Among the projects with the highest acceptance is Far from the hectic reality, consisting of the launch of a documentary play and the making of a feature film with homeless people, all of them living together in the Monastery of the Immaculate Conception in Loeches (Madrid).
In addition, Dance the dance without seeing it is another of the initiatives that has aroused the most interest: it is, in this case, a proposal that will promote the access of people with visual disabilities to the creation and staging of contemporary dance pieces. Finally, it has also been widely accepted Listen to change, listen to change, a musical project to create soundscapes based on the cultural diversity of the Lavapiés neighborhood of Madrid.
The success of previous editions
Some of the proposals that are already part of the history of Art for Change they still receive praise from the public and their participants. It is the case of Refugee dreams, a participatory photography project that began in 2016, aimed at young migrants or asylum seekers, in which each of the authors received a camera. The objective was to develop his creative process and, in this way, give visibility to a total of 1,500 snapshots thanks to an outdoor exhibition.

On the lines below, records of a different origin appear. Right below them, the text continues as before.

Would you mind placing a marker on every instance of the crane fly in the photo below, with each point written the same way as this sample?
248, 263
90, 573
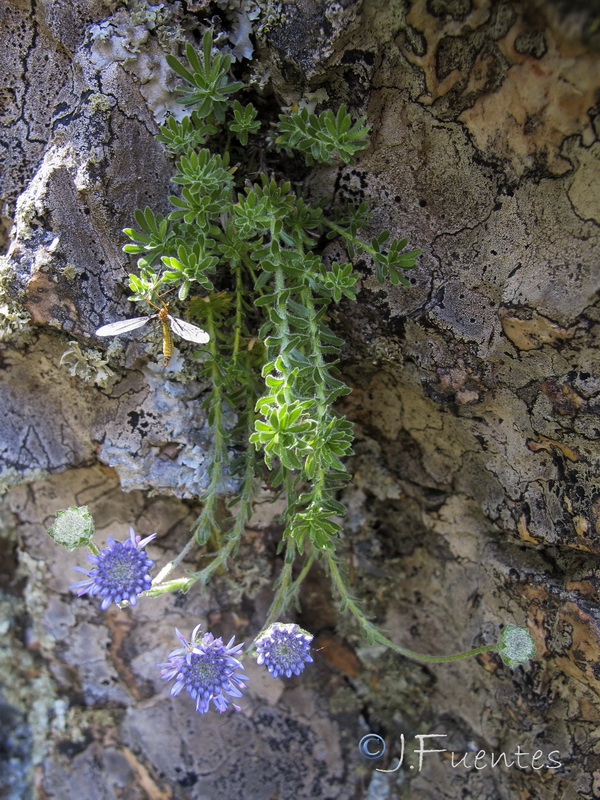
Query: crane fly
186, 330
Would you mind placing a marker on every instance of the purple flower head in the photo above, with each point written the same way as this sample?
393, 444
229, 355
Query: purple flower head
207, 669
284, 648
121, 571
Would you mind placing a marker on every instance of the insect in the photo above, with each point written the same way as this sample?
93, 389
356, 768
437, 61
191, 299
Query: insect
184, 329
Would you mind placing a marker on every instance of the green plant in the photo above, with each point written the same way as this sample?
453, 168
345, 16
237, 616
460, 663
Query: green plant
253, 244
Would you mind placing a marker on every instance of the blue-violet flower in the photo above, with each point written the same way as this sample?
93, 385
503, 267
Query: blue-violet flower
284, 648
207, 669
121, 571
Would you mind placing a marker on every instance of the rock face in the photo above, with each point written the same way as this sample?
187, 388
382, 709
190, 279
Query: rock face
475, 499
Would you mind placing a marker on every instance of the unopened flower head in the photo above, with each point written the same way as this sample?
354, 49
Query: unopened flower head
206, 668
121, 571
284, 648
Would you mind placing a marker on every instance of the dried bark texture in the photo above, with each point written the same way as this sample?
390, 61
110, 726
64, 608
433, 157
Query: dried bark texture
475, 497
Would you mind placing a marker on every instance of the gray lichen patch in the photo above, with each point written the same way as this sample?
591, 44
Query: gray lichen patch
153, 433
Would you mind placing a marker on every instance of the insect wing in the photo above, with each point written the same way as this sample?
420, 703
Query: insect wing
188, 331
124, 325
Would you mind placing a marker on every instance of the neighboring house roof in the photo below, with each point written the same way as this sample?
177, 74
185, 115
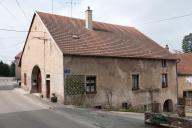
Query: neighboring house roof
105, 39
18, 56
184, 66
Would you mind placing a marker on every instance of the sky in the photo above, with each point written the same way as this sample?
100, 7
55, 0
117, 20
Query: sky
145, 15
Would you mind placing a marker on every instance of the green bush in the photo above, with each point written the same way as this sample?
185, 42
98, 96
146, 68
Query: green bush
159, 119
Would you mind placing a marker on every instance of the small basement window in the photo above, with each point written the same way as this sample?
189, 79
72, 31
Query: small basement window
90, 84
164, 81
135, 82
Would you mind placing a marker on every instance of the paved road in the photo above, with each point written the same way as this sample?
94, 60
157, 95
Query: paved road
19, 110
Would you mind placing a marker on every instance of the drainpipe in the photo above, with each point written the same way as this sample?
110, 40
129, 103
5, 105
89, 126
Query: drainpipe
177, 61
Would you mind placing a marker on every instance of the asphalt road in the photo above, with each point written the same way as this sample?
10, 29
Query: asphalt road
18, 110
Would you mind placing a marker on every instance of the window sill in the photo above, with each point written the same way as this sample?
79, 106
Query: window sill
135, 89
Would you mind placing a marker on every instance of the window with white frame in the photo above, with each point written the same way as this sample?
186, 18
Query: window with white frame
90, 84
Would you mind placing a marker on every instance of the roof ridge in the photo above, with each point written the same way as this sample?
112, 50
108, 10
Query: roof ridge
75, 18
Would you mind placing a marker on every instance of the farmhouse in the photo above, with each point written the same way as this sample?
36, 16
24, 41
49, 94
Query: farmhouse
99, 64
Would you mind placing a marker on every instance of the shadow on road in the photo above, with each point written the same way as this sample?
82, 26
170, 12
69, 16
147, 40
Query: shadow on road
8, 87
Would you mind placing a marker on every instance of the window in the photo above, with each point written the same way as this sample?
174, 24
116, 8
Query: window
47, 75
90, 84
164, 63
187, 94
164, 81
25, 79
135, 82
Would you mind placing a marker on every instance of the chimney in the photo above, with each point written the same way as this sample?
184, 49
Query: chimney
167, 47
88, 19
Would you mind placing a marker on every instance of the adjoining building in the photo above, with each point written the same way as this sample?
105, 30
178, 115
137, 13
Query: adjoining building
185, 76
100, 64
17, 67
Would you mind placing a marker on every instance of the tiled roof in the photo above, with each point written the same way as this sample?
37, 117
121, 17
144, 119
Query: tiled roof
184, 67
104, 40
18, 56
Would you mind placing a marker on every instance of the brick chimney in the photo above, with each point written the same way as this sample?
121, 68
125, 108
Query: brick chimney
88, 19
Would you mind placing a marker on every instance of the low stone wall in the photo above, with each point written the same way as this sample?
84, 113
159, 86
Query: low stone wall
172, 122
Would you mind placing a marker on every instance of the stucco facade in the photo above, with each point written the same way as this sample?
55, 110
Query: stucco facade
184, 84
17, 68
41, 50
46, 63
116, 74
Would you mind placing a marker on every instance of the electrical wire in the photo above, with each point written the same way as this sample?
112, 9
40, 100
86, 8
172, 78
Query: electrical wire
18, 4
8, 10
14, 30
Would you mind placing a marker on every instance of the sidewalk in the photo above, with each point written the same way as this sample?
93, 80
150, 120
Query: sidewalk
59, 106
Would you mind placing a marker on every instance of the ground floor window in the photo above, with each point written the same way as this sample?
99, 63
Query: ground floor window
90, 84
187, 94
135, 82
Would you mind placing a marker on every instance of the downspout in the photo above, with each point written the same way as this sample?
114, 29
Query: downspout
177, 61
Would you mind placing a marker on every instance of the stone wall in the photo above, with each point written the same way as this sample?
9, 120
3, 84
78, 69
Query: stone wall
116, 74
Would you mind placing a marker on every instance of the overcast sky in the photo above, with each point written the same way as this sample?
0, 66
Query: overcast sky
145, 15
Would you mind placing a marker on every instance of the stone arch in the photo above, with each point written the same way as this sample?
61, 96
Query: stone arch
36, 80
168, 106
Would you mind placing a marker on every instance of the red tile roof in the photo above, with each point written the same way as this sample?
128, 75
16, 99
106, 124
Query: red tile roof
104, 40
184, 67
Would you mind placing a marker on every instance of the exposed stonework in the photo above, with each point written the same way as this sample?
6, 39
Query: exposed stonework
116, 74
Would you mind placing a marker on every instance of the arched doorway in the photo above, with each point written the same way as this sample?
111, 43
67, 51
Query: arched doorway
168, 106
36, 80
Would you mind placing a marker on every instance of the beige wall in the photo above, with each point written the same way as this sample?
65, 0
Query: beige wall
46, 55
116, 74
17, 69
184, 84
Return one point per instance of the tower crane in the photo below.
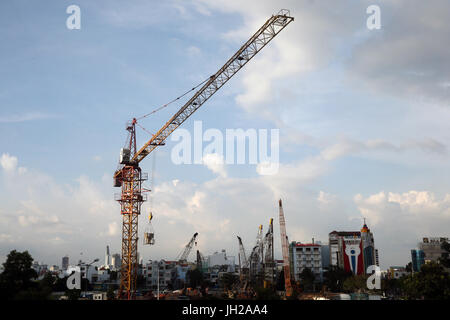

Another project related to refugees, this time in Madrid, also had an excellent reception a year later. A lair with light focused on giving a voice to these migrants so that they could make their problems visible. For this, dance and theater workshops were developed, mixing professional actors and actresses with people at risk of social exclusion, at the same time that the representation of a written text was developed that had song and dance as protagonists.
Already in 2018 and in the field of literature, Young divers @ s it was erected as a collective creation process using fictional narrative to address issues related to gender identity and traditional sexual roles. The participants were able to enjoy the literary experience while explaining who they are and how they feel, directly addressing the situations of discrimination they have suffered and how they face sexual diversity.
In the last pre-pandemic year it got underway, again thanks to Art for Change, the radio soap opera They wanted arms and we got people. In this work, the protagonists are different women who work in domestic jobs. The script was developed collaboratively through different sessions that resulted in a podcast and a play staged by the authors of the text themselves.
Finally, in 2020, one of the star projects arrived from Córdoba. Aural Kitchen It served to bring visually impaired people closer to artistic practice, through gastronomic integration and sensory exploration. The participants created sound recipes, that is, musical compositions that emerged from the sounds captured during the preparation of different dishes.